ITALIA VIVA O MORTA?
Qualche “buon tempone”, per non
perire, ha pensato di rinnovare il suo
passato con un richiamo
esistenziale poco degno di tale ottimismo…
di Ernesto Bodini
Il giro delle poltrone è come un
valzer ma con meno eleganza. E lo stesso vale per il “giro dei partiti”: un ex
premier lascia quello che era il suo inossidabile simbolo per fondarne un altro
che, pare, abbia battezzato con eccessiva enfasi “Italia viva”. Un modo per
resuscitare dopo un discreto periodo di vita politica in veste di premier, a
mio parere indegno soprattutto dal punto di vista della conduzione seguita da
un declino che equivarrebbe ad un funerale… senza corteo. E ciò sta a
dimostrare che quando si perde considerazione, credibilità e visibilità, pur di
non essere confinati nel limbo (meglio sarebbe inferno), ci si inventa di tutto
e di più, magari anche una nuova schiera di accoliti, proprio come Don Rodrigo
e i Bravi (sopra un’immagine simbolo) per incutere timori a chi sta emergendo,
o vuole emergere… Le sconfitte sono amare da accettare specie se si è soli a
doverle subire e, per guarirne, si fa di tutto, anche mettendo a “repentaglio”
la propria dignità. Già, perché si tratta di un leader che per certi versi è
stato un despota, tanto da non rispondere alla corrispondenza dei cittadini (in
particolare il sottoscritto), confermando che la trasparenza
Istituzione-Cittadino nei fatti è opacità; e ora, con la sfacciataggine di
“abusare” del nome Italia seguito dall’aggettivo “viva”, equivale ad un insulto
ulteriore tant’è che personalmente mi viene da invertire tale accezione in
“Italia morta”. E ciò sarebbe appropriato poiché a mio avviso il nostro Paese è
a rischio di funerale, e non c’è omelia che tenga per invogliare al perdono di
chi ne sta favorendo il decesso… sia pur lento ma inesorabile, a cominciare dai
valori dell’unità nazionale e dal rispetto dei diritti.

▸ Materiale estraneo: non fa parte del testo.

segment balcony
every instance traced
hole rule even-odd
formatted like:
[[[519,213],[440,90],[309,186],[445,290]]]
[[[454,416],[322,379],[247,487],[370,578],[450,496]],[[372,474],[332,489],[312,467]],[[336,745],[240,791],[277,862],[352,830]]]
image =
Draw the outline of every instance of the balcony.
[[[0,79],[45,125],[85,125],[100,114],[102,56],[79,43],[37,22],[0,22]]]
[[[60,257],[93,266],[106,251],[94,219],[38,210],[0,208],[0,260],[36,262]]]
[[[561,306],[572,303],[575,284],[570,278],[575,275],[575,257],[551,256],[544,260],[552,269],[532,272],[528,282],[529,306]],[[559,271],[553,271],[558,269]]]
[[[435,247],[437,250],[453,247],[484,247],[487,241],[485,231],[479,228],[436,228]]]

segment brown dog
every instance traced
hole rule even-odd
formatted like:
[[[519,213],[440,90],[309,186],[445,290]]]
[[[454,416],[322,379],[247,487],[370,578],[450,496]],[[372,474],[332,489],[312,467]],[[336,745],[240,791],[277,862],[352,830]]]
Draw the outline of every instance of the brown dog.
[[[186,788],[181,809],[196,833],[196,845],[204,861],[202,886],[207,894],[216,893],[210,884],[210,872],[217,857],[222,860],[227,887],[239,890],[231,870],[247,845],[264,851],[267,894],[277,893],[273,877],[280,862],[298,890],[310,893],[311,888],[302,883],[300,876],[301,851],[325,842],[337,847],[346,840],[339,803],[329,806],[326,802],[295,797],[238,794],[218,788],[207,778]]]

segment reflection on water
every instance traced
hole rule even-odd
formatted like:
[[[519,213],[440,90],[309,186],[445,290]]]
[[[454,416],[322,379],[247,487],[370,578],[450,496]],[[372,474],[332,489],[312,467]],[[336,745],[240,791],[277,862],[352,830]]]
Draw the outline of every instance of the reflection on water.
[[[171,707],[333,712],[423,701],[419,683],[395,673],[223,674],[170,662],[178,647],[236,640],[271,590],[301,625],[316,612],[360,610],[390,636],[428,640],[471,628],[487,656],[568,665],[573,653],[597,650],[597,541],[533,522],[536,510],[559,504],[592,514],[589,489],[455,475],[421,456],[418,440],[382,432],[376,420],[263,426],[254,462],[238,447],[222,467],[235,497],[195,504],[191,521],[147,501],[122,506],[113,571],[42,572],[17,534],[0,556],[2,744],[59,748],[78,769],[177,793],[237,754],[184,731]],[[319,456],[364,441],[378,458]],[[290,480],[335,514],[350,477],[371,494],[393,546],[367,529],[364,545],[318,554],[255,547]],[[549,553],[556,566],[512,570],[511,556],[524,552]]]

È trascorso oltre un secolo e mezzo
da quando i puri idealisti (seppur in parte benevolmente rivoluzionari dal
punto di vista dell’innovazione, ma quelli erano i tempi) hanno decretato
un’Italia libera e democratica; peccato, però, che con il passare dei decenni
tali intendimenti-princìpi sono venuti meno, lasciando ampio spazio alla
creazione di numerose correnti politico-ideologiche e, attualizzando
l’argomento, la denominazione di Italia viva è fresca di giornata. Ma non solo.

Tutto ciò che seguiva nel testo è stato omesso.